The main determinants of MCLR of a particular bank are a) Marginal cost of funds of that bank b) Operating Cost of the Bank. a) Marginal cost of funds: This is the cost of funds of individual bank which mainly consist of its deposits, borrowings and return on capital. We all are aware that banks have to pay interest on deposits to its customers similarly if bank borrows from RBI it has to pay interest to RBI at prevailing repo rate. In simple terms if bank pays higher ROI on its deposits or RBI increases the repo rate, marginal cost of funds will be higher for that bank. Naturally, marginal cost of funds will be lower for banks with more low cost deposits like current account and savings accounts (CASA).
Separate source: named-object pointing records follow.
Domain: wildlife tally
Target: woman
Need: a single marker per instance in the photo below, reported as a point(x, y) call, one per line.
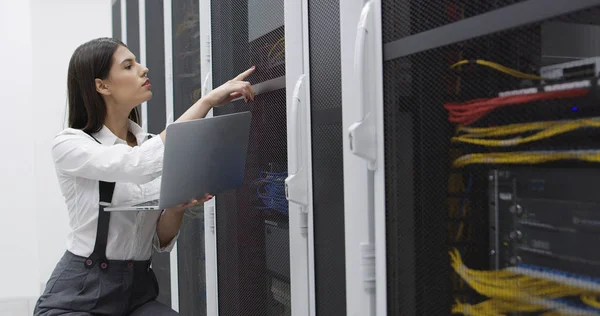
point(104, 156)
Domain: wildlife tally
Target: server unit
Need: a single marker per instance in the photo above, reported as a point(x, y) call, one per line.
point(471, 128)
Secondly, many times banks have to borrow from RBI for their short term requirement and have to pay interest on these borrowings as per prevailing repo rate. Third factor is the return on net worth in accordance with capital adequacy norms. In fact this is related to the bank’s ability to raise its capital at low rate.
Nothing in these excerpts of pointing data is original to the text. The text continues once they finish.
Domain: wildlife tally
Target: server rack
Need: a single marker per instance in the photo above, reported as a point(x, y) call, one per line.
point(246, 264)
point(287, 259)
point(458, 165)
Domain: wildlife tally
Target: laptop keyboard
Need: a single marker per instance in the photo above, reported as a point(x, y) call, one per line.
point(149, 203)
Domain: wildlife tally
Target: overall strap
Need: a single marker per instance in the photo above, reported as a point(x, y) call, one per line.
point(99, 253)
b)Operating cost of the bank: This includes various expenses incurred by bank to run its operations like salary of staff, establishment cost, payment for maintaining IT infrastructure etc., and included in MCLR. So, banks with low operating costs can offer lower MCLR. In addition to this every bank has to maintain funds with RBI in the prescribed ratio which is called as Cash Reserve Ratio (CRR). If the RBI decides to increase the CRR, the available amount with the bank for lending comes down. The RBI uses the CRR to drain out excessive money from the system. At present this is 4% of net term and demand deposits (Liabilities) of bank. RBI does not pay any interest on it. Hence, it is always better to know for borrower the condition of the particular bank which governs its MCLR. To illustrate, presently MCLR of SBI is @ 8.15% for 1 year, 8.25% for 2 years and 8.35% for 3 years. MCLR of BOI is 8.40% for 1 year. It is better to check prevailing rates as they may change. However, rate of interest charged by bank on loan includes MCLR plus business strategy risk plus credit risk premium. So, banks may charge only MCLR for housing loan to borrowers with low risk score.

It will be too early to comment whether the borrowers will be benefited by this shifting of base rate system to MCLR system, as we will have to wait for some time. But, for the borrowers who have already availed loan at base rate it will be better for them to revisit and check with their banks what will be beneficial for
them and ask for the change accordingly.